Bez komentarza.
~Czerwone
kwiaty~
Ranwe nie mógł usunąć swojego miecza z ciała Natta...wydawałoby się, że utknął
albo sam nie chciał stamtąd wyjść! W końcu z pomocą Aona mu się udało, wyrwał
miecz z martwego prawie ciała.
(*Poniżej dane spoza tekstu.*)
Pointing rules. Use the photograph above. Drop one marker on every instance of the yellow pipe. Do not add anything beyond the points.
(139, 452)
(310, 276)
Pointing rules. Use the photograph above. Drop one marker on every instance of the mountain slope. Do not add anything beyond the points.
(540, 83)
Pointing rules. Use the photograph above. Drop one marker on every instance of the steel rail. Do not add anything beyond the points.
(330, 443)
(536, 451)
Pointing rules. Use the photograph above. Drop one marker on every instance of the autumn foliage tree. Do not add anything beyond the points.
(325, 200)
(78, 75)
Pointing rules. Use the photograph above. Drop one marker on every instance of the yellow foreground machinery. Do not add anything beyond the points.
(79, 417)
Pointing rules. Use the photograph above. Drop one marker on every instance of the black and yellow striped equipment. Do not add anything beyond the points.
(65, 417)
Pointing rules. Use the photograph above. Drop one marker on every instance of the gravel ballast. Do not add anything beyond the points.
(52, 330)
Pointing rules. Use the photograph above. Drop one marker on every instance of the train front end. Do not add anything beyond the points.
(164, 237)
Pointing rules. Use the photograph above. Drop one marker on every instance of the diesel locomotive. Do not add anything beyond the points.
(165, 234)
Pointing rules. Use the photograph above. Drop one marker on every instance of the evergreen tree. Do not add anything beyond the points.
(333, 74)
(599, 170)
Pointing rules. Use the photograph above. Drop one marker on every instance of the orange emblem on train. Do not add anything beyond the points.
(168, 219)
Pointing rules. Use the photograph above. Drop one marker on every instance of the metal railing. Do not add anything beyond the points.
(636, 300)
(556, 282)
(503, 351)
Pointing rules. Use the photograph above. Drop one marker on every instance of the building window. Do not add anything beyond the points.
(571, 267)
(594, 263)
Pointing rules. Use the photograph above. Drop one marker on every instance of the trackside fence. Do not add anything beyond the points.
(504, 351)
Zauważył na nim poodcinane, wijące się,
cieniutkie macki, które umoczone były w czarnej cieczy...krwi zapewne.
- Po tych eskapadach muszą sobie
zmienić miecz....a raczej tobie...... >podając ostrze Aonowi, który na jego
widok się skrzywił z obrzydzenia<
Aon wytarł go o najbliższą
zasłonę.
Ranwe natomiast zawinął ciało
Natta w dywan i związał porządnym sznurem.
- Znosimy go na dół czy wyrzucamy
przez okno?
- ............. >pokazał jeden
palec<
- O rany, ale z ciebie pobożny
koleś........
Wampir złapał za jeden koniec
dywanu a jego przyjaciel za drugi, na dziedzińcu dosiedli koni ( zwinęli je ) i
wraz z ciałem Natta ruszyli w stronę polany, na której stała nie poświęcona
krypta...albo grobowiec, jak kto woli.
Chmury zasłoniły księżyc, zrobiło
się strasznie ciemno, Ranwe jak to Ranwe, widział doskonale w ciemnościach ale
Aonowi brak było takich umiejętności.....biedaczek co raz obrywał gałęziami a jego
„przyjaciel” tylko się z tego śmiał.
- U.......>JEBUT gałązką w
twarz<.....ważaj.....>chichot<
- ......( TO NIE BYŁO ŚMIESZNE!!!
).
- Owszem, było...... >ocierając
łzy śmiechu<
- ( To zależy dla kogo ) ....
>przez zęby<
- Ach, nie rozumiem dlaczego jesteś
w takim złym humorze....świat właśnie uwolnił się od potwora przez duże
„P”.....
- ......................
- No dobra, ja niby lepszy nie
jestem ....ale przyznaj, że gorszego od niego nie było.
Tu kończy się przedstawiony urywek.